1Hobson, Mary. "Some Ulster Souterrains." The Journal of the Royal Anthropological Institute of Great Britain and Ireland 39 January-June (1909): 226-27.

2The souterrain at Donaghmore, just outside Dundalk, is also accessible. It is listed as a National Monument, although it is on private property. Visitors must provide their own lights. It has been described as, "...an elaborate dry-stone structure with traps, a secret passage and vents, built into a trench dug into boulder clay and, in places, into the underlying Silurian grit. The passages and terminal chamber total some 80 metres long, and they are both corbelled and lintelled."
According to Nancy Edwards, there are "upwards of 1,000 examples" of souterrains in Ireland. (Edwards, Nancy. The Archaeology of Early Medieval Ireland. Philadelphia: University of Pennsylvania, 1990. 29.)

3Hobson 220.

4MacDonogh, Steve. The Dingle Peninsula. Dingle, Co.

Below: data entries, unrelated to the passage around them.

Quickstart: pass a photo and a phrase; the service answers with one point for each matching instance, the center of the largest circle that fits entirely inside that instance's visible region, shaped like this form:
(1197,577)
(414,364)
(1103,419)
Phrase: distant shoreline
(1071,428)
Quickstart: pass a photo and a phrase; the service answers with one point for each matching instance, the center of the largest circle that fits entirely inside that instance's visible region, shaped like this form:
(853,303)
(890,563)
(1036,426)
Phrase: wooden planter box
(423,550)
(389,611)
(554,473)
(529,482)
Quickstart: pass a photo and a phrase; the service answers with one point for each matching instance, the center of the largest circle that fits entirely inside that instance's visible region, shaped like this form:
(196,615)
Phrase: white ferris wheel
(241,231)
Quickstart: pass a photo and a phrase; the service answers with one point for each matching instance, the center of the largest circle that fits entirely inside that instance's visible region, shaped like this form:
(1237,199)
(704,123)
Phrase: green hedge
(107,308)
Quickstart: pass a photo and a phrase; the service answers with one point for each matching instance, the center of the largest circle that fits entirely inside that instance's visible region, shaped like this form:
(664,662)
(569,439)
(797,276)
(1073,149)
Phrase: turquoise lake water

Kerry, Ireland: Brandon, 2000. 50-51.
In one souterrain what appeared to be a ventilation shaft may have had an additional purpose. Mary Hobson writes, "At Tavenahoney in Glenan I found the only vent or shaft I have seen, though I know of another. I am not sure that it was intended for ventilation, but rather incline to the idea that it is a speaking tube to give warning to those inside; a boy spoke to me through it. It was closed on the outside by a rough stone like thousands scattered over the hillside." (Hobson, Mary. "Some Ulster Souterrains." The Journal of the Royal Anthropological Institute of Great Britain and Ireland 39 January-June (1909): 223.)
According to NUI Galway Archaeologist Michelle Comber, the evidence suggests that "souterrains served at least two functions - refuge and storage. Features such as constricted passages, chambers on different levels, settings for internal gates or doors were clearly designed to prevent quick/easy access to some souterrains. In addition, some have exits, facilitating underground movement from one place to another (though not over huge distances as many local tales might suggest!). Excavation, however, has also shown that some souterrains, at least, were also used for storage. Their cool interiors were ideal for storing foodstuffs, and the remains of timber barrels have been found." (Comber, Michelle. "Other Purposes of Souterrains." Message to the author. 27 Feb. 2012. E-mail.)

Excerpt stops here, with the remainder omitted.